Weihnachten steht vor der Tür und zu den beliebtesten Geschenken gehören auch in diesem Jahr Musicaltickets. Gerade zu besonderen Anlässen wie Ostern, Weihnachten oder Valentinstag locken die Anbieter mit Angeboten und animieren, möglichst schnell zuzugreifen. Doch bei der Buchung folgt das böse Erwachen: Das Sternchen am Preis, das eben noch klein und unscheinbar war, wird plötzlich zum großen Problem.
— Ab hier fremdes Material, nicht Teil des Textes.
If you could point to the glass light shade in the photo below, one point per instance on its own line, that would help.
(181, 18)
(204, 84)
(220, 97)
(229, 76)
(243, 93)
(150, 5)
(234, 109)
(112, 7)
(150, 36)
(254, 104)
Wer beim Kauf von Musicaltickets einen Blick auf das Kleingedruckte wagt, wird mit Begriffen wie Vorverkaufs- (VVK) und Systemgebühr konfrontiert. Bestimmte Termine werden von Vornherein ausgeschlossen und am Ende werden aus den angebotenen 70 doch wieder 90 Euro.
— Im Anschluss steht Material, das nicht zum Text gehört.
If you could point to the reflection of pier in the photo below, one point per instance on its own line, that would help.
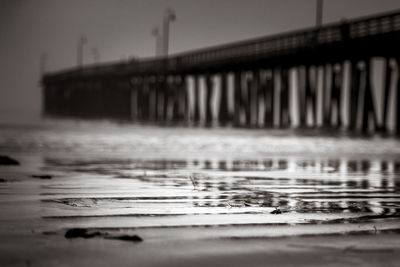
(294, 184)
(314, 77)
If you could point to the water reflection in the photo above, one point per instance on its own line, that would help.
(331, 186)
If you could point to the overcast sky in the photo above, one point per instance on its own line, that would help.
(122, 28)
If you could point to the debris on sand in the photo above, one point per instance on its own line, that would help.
(80, 232)
(133, 238)
(45, 176)
(276, 211)
(6, 160)
(85, 233)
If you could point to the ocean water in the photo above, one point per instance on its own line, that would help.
(199, 182)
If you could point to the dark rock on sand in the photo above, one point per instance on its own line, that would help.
(6, 160)
(276, 211)
(47, 177)
(80, 232)
(133, 238)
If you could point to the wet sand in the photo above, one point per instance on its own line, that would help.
(119, 195)
(208, 220)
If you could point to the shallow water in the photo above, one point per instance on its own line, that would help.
(122, 177)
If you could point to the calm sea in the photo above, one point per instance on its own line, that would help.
(122, 176)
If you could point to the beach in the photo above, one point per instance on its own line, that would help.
(101, 193)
Zwar lohnen sich Angebote von Stage Entertainment, der Starlight Express GmbH, BB Promotion oder anderen Musicalveranstaltern trotz dieser Einschränkungen und Extrakosten. Ein leichter Beigeschmack bleibt dennoch. Musicalbegeisterten bleibt bei solchen Sonderaktionen nämlich meist keine Wahl. Sie müssen die 10 bis 15 Prozent VVK-Gebühren auf sich nehmen, die bei Konzerten, Musicals und anderen Veranstaltungen anfallen. Und sie müssen eine Systemgebühr von zwei Euro zahlen.
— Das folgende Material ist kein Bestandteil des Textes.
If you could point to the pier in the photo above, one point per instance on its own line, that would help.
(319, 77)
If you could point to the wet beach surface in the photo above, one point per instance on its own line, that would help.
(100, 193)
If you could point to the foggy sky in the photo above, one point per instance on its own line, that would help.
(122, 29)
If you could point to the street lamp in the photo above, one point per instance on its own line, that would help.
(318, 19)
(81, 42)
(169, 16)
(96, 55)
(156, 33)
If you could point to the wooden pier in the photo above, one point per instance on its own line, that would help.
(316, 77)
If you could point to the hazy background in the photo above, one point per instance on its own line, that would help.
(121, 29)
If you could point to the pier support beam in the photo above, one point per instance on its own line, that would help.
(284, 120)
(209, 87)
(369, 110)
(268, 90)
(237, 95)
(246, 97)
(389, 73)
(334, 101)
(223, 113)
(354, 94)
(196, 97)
Können Sie die Tickets nicht vor Ort abholen, kommen zusätzliche Kosten für Briefversand oder Hinterlegung an der Abendkasse auf Sie zu. Die liegen bei 2,50 Euro für Tickets, die selbst ausgedruckt oder im Theater hinterlegt werden, 4,90 Euro für den Versand per Standardbrief oder sogar 9,95 Euro für die Expresszustellung.

«Die Leute werden verarscht»

«Mit der VVK-Gebühr werden die Leute ein bisschen verarscht», sagt ein Insider der Musicalbranche, der nicht näher benannt werden möchte. «Aber wenn sie an der VVK-Stelle stehen und statt 29 Euro plötzlich 38 Euro zahlen sollen, dann tun sie das auch. Das ist der Effekt, den die Anbieter damit erzielen.»

Die VVK-Gebühr ist eigentlich eine Art Provision für den Ticketanbieter. Doch laut dem Insider behalten Veranstalter wie Stage Entertainment einen Teil davon für sich. Wie hoch dieser Anteil ist, darüber möchte man beim größten deutschen Musicalveranstalter Stage Entertainment keine Angaben machen und verweist stattdessen darauf, dass die VVK-Gebühr Teil der Gesamtkalkulation sei.

Bei vielen Musicals kommen durch diese Zusatzgebühren schnell 25 Euro extra zusammen: Wer sich etwa Rebecca im Stage Palladium Theater Stuttgart anschauen möchte, muss für eine Karte der Preiskategorie (PK) 2 am Samstagabend 110 Euro auf den Tisch legen – an der Abendkasse, wohlgemerkt. Vorverkauf, Systemgebühr und Versandkosten obendrauf gerechnet, kommen satte 136 Euro für eine Karte zusammen.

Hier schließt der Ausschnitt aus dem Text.